Thursday, 24 January 2008

Price Pulses

Another volatile day as the cash S&P500 made a new low before roaring upwards during the afternoon. The daily price bar is classified as “outside” and meets the requirements to be a reversal bar as well.

Technically the daily chart flashed a “buy” signal at the close when the composite index turned up failing to confirm the RSI’s new low. In my developing trading system I can’t go long here since the immediately higher time frame (weekly) is still on a “sell” signal as described in my posting of January 6. Trading rules help to take the emotion out of my decision making and so I want to explore them deeper. The basis for a lot of the following technical work can be found in the excellent book by Tony Plummer entitled “Forecasting Financial Markets – Technical Analysis and the Dynamics of Price”.

If one subscribes to the theory that market price movements unfold in “waves” then there should be an underlying cause as to why they occur. Mr. Plummer suggests that the waves (or pulses as he describes them) are caused by crowd psychology and can be quantified through the mathematics of shock theory. In his system there are six pulses in a complete a market cycle. Pulses A-B-C are the labels for the first three upward-biased pulses and X-Y-Z for the downward biased pulses. Today’s chart of the daily cash S&P500 show these pulses from December 18. They are on what I call the “short” time scale. From the first z pulse low through the possible x-pulse low of yesterday there are just over 1.5 cycles.

Like Elliott waves there are patterns that the pulses make relative to each other. After the upward moving a-pulse to start the chart note the five wave pulse sequence to the downside. After identifying such a downtrend you want to be alert to a possible buying situation. In this scenario we want to see the trendline drawn across the C and Y pulses broken. This occurs on January 10. A good place to buy? Obviously not as that high is quickly followed by a renewed downtrend. We need a filter. I have two.

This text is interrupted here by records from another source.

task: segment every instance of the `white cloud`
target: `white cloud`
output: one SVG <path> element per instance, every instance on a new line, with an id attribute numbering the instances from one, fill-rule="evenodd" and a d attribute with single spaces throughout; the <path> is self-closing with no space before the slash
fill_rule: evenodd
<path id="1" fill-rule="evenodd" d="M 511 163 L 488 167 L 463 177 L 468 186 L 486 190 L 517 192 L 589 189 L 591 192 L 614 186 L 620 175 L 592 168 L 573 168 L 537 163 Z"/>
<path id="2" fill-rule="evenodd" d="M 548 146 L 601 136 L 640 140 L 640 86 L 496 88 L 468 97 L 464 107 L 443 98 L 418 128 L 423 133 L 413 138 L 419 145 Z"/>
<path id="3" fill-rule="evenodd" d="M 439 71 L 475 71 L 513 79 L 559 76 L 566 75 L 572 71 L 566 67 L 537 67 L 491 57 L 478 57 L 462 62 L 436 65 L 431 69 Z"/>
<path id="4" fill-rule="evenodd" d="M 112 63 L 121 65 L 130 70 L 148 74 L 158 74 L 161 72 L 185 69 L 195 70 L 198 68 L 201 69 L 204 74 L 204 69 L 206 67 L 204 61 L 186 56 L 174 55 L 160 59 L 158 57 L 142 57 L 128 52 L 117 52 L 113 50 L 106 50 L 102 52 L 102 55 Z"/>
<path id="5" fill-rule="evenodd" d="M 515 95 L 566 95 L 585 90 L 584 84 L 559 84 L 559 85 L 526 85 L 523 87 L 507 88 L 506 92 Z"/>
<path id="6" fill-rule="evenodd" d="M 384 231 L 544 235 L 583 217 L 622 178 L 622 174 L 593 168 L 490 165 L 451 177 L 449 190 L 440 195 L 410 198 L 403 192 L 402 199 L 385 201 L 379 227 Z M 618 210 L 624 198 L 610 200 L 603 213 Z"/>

The first filter is my technical work on the daily chart. There was no “buy” signal on January 10. Hence no long trade would have been taken. The second filter is from higher time dimensions of the price pulse and will be covered in later postings. To bring us up to date we may have just seen an x-pulse bottom yesterday but the chart is still clearly in a down trend. The short term price pulse pattern is warning us to wait for a re-test of yesterday’s low.